Showdown bei den Grünen

Hektisch ringt sich die Partei zu einem halben Kriegseinsatz durch: Die Luftangriffe werden fortgeführt, der grüne Außenminister Fischer soll sich parallel um eine diplomatische Lösung bemühen. Die Partei schickte ihn mit Farbbeuteln auf die Reise  ■ Aus Bielefeld Dieter Rulff

Der Krieg macht bekanntlich keinen Unterschied zwischen den Ansichten seiner Opfer. Kriegsgegner auch nicht. Sie bewarfen Claudia Roth und Fritjof Schmidt genauso mit Currywurst wie Gunda Röstel, egal ob linker oder rechter Parteiflügel. Das sei doch ungerecht, fand die Bundestagsabgeordnete Roth,wobei sie offenließ, worin in diesem Fall die Gerechtigkeit liegen könnte.

Fundi-, Protest-, Oppositions- oder Regierungspartei – alle Bilder, die man sich je von den Grünen gemacht hat, irgendwo im großen Saal fand jedes von ihnen eine Entsprechung. „Eine Entscheidung über die Zukunft der Grünen“ erwartete die verteidigungspolitische Sprecherin der Bundestagsfraktion, Angelika Beer. Viele ehemalige Grüne wollten den Showdown miterleben: Rainer Trampert und Thomas Ebermann, einst Führer der Ökosozialisten, die 1987 der Partei grollend den Rücken kehrten, hatten ebenso unter den Zuschauern Platz genommen, wie die Ex-Frontfrau der Fundis, Jutta Ditfurth, oder Jürgen Reents, heute PDS-Abgeordneter. Sie alle waren gekommen, vielleicht um die späte Genugtuung zu erfahren, doch im Recht gewesen zu sein.

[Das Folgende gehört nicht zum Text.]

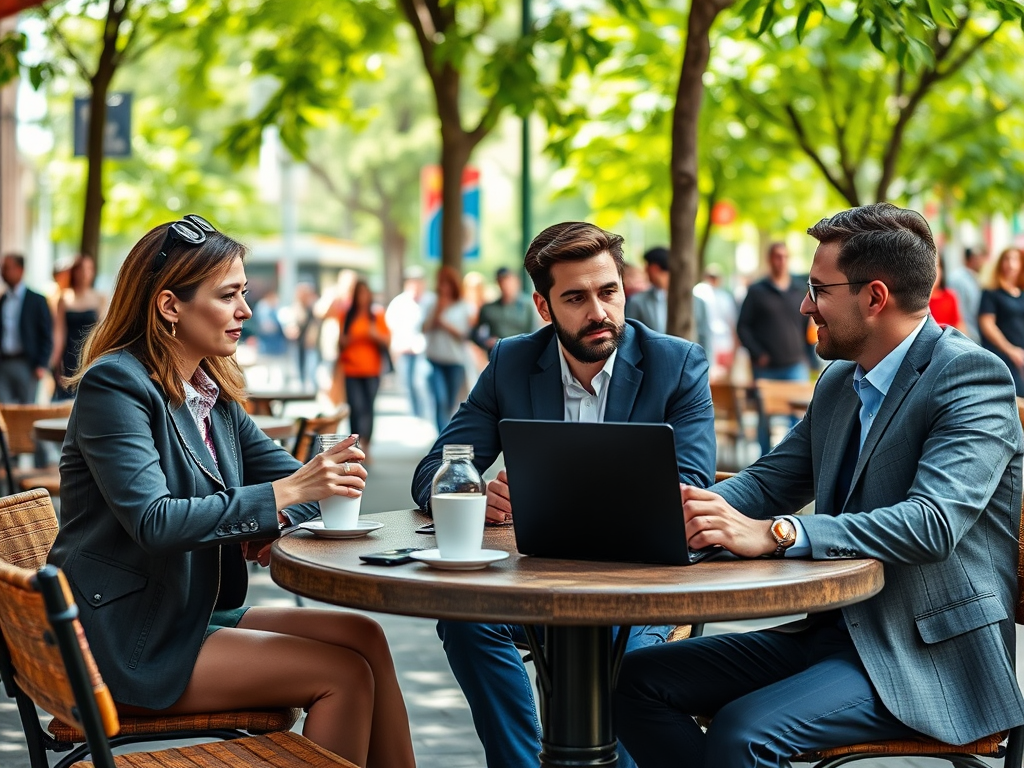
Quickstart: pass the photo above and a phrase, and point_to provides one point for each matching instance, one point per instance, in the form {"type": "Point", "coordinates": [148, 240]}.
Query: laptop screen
{"type": "Point", "coordinates": [595, 492]}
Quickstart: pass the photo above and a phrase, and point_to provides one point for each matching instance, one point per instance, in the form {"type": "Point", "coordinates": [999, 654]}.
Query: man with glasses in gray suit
{"type": "Point", "coordinates": [911, 451]}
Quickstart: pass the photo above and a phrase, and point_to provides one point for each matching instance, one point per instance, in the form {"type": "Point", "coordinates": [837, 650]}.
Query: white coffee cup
{"type": "Point", "coordinates": [340, 512]}
{"type": "Point", "coordinates": [459, 523]}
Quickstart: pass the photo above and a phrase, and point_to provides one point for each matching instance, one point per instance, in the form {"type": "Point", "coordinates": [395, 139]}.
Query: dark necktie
{"type": "Point", "coordinates": [846, 468]}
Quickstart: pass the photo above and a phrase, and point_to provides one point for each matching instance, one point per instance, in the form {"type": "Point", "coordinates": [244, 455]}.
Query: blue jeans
{"type": "Point", "coordinates": [770, 694]}
{"type": "Point", "coordinates": [492, 674]}
{"type": "Point", "coordinates": [445, 383]}
{"type": "Point", "coordinates": [796, 372]}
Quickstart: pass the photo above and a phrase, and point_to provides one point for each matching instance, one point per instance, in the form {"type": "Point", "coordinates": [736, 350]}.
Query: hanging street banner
{"type": "Point", "coordinates": [430, 212]}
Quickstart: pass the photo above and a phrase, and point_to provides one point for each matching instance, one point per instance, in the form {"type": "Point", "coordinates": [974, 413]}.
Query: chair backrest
{"type": "Point", "coordinates": [20, 418]}
{"type": "Point", "coordinates": [305, 442]}
{"type": "Point", "coordinates": [49, 656]}
{"type": "Point", "coordinates": [28, 527]}
{"type": "Point", "coordinates": [776, 396]}
{"type": "Point", "coordinates": [723, 397]}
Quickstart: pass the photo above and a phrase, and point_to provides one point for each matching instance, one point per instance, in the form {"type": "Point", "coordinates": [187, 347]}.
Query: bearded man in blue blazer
{"type": "Point", "coordinates": [911, 452]}
{"type": "Point", "coordinates": [589, 365]}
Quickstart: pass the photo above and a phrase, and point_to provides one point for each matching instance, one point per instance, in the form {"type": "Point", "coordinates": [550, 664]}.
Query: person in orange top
{"type": "Point", "coordinates": [363, 344]}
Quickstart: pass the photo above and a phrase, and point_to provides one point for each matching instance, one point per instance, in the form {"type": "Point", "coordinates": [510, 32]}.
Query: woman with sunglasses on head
{"type": "Point", "coordinates": [167, 486]}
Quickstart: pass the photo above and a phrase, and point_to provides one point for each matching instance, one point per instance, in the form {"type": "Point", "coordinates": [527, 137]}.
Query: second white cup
{"type": "Point", "coordinates": [459, 523]}
{"type": "Point", "coordinates": [338, 512]}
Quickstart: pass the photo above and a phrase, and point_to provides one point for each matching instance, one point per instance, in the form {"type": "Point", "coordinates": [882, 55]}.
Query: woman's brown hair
{"type": "Point", "coordinates": [133, 323]}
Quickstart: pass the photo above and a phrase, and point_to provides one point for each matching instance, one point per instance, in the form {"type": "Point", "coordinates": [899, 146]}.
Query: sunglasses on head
{"type": "Point", "coordinates": [192, 230]}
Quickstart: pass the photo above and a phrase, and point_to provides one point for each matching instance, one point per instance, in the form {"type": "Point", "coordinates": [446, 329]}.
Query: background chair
{"type": "Point", "coordinates": [50, 664]}
{"type": "Point", "coordinates": [28, 527]}
{"type": "Point", "coordinates": [782, 398]}
{"type": "Point", "coordinates": [5, 465]}
{"type": "Point", "coordinates": [729, 432]}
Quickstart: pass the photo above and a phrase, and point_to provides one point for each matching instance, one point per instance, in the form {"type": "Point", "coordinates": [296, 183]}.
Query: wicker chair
{"type": "Point", "coordinates": [18, 421]}
{"type": "Point", "coordinates": [28, 526]}
{"type": "Point", "coordinates": [51, 664]}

Die wochenlangen Auseinandersetzungen hatten sich in der Alternative kristallisiert: Sollen die Grünen für eine sofortige unbefristete Einstellung der Luftangriffe eintreten? Oder sollen sie die Bundesregierung zu einer befristeten Einstellung der Kampfhandlungen auffordern? Für einen zeitweisen Bombenstopp trat der grüne Bundesvorstand der Partei ein – mit dem Segen Joschka Fischers. Der Außenminister hatte bereits zuvor signalisiert, er könne mit dieser Formulierung leben. Hinter dem sofortigen Stopp des Bombardements Belgrads stand – mehr oder weniger eindeutig – die Parteilinke. Mal stand die Position pur, mal garniert mit einer Rücktrittsaufforderung an Fischer.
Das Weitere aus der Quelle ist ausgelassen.